A exploração colonial afetou profundamente essas regiões, criando estruturas sociais rígidas e desiguais que dificultam a industrialização. Esses povos foram usados para enriquecer elites locais e estrangeiras, sem incentivo para desenvolver suas próprias economias. A industrialização, quando presente, ocorre de forma distorcida, voltada para exportação e sem benefícios para a população em geral. Há uma crescente marginalização socioeconômica, criando uma grande massa de desfavorecidos com potencial para fomentar mudanças sociais futuras.
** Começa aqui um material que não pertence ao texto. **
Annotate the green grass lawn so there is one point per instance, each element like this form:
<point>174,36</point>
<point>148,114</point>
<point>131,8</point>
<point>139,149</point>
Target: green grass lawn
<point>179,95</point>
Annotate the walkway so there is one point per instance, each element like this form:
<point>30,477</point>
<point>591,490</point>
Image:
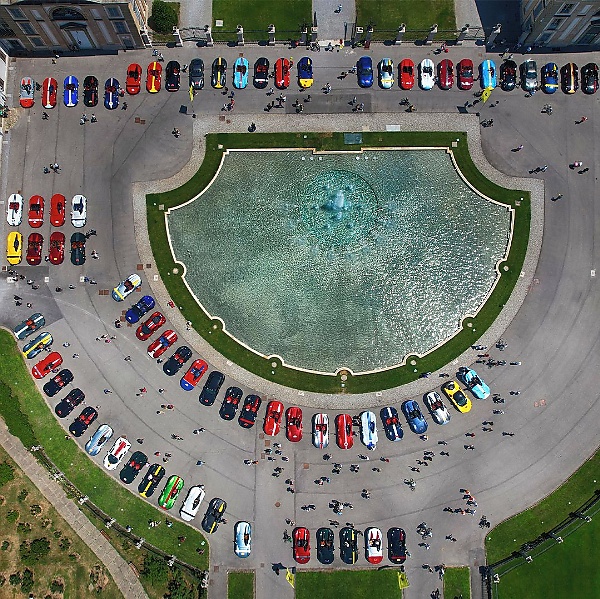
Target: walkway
<point>122,574</point>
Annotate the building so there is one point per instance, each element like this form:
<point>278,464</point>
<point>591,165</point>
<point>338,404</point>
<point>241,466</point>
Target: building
<point>556,24</point>
<point>44,28</point>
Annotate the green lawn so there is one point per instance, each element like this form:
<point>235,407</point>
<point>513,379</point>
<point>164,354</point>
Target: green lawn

A resistência ao progresso se deve ao controle oligárquico e à exploração externa, resultando em uma forma deformada de industrialização que não promove renovação social. Portanto, para superar esses desafios e alcançar um desenvolvimento mais equitativo, seria necessário reestruturar profundamente as bases socioeconômicas e políticas dessas regiões.

O estudo da evolução sociocultural revela que as sociedades humanas se transformaram significativamente a partir da Revolução Agrícola, cerca de 10 mil anos atrás. Essa revolução, juntamente com o desenvolvimento pastoril, impulsionou a integração de novas tecnologias e modelou a vida social ao longo dos milênios. Em seguida, a Revolução Urbana trouxe mudanças tecnológicas e sociais adicionais, e muitas sociedades evoluíram para Estados Rurais Artesanais, dividindo-se em contingentes urbanos e rurais.

A Revolução do Regadio, ocorrida cerca de 7 mil anos atrás, deu origem às primeiras Civilizações Regionais, baseadas na irrigação, e foi seguida pela Revolução Metalúrgica, que deu lugar aos Impérios Mercantis Escravistas. Após a decadência dessas civilizações, a Revolução Pastoril no início da era cristã trouxe novas mudanças com chefias nômades motivadas por tecnologias e ideologias religiosas.

No século XV, a Revolução Mercantil, alavancada pelos avanços na navegação e armas de fogo, resultou na expansão global da Europa e no surgimento de Impérios Mercantis Salvacionistas. Esse período também viu a formação do Capitalismo Mercantil, que impulsionou um novo processo civilizatório a partir da Europa. A Revolução Industrial, três séculos depois, ativou a configuração das sociedades capitalistas avanzadas como uma nova formação sociocultural, o Imperialismo Industrial. Essas revoluções tecnológicas, culminando na Revolução Termonuclear, unificaram a humanidade sob um mesmo sistema produtivo e mercantil, configurando uma Civilização da Humanidade global. As oito revoluções tecnológicas identificadas (Agrícola, Urbana, do Regadio, Metalúrgica, Pastoril, Mercantil, Industrial e Termonuclear) moldaram a evolução sociocultural e continuam a influenciar a sociedade moderna.

O autor analisa a formação étnica das Américas, com especial atenção ao Brasil, revisando conceitos antropológicos e propondo um esquema evolutivo para essas sociedades. O foco é a formação de novas entidades étnicas resultantes da interação entre diferentes culturas e sociedades, impulsionada por grandes inovações tecnológicas. Esses processos civilizatórios, iniciados no século XVI com revoluções tecnológicas como a Revolução Mercantil e a Revolução Industrial, resultaram em configurações étnico-culturais variadas. Novas culturas e identidades nacionais emergiram de fusões entre elementos dominadores e dominados.

A classificação dos povos extraeuropeus em quatro categorias (Povos-Testemunho, Povos-Novos, Povos-Transplantados e Povos-Emergentes) ajuda a entender as uniformidades históricas e culturais resultantes da expansão europeia. Os Povos-Testemunho enfrentam desafios na integração cultural e modernização, com exemplos de sucesso e fracasso. Os Povos-Novos nas Américas demonstram a mestiçagem cultural, enquanto os Povos-Transplantados mantêm características europeias. Finalmente, os Povos-Emergentes trazem nações africanas e asiáticas em evolução. O impacto da colonização europeia moldou a flora, a fauna e a etnicidade globais, homogeneizando técnicas produtivas e sistemas sociais. Para superar os desafios de desenvolvimento e marginalização, essas sociedades precisam reestruturar profundamente suas bases socioeconômicas e políticas, até se libertarem das imposições coloniais e reafirmarem suas identidades culturais genuínas. Uma obra magistral.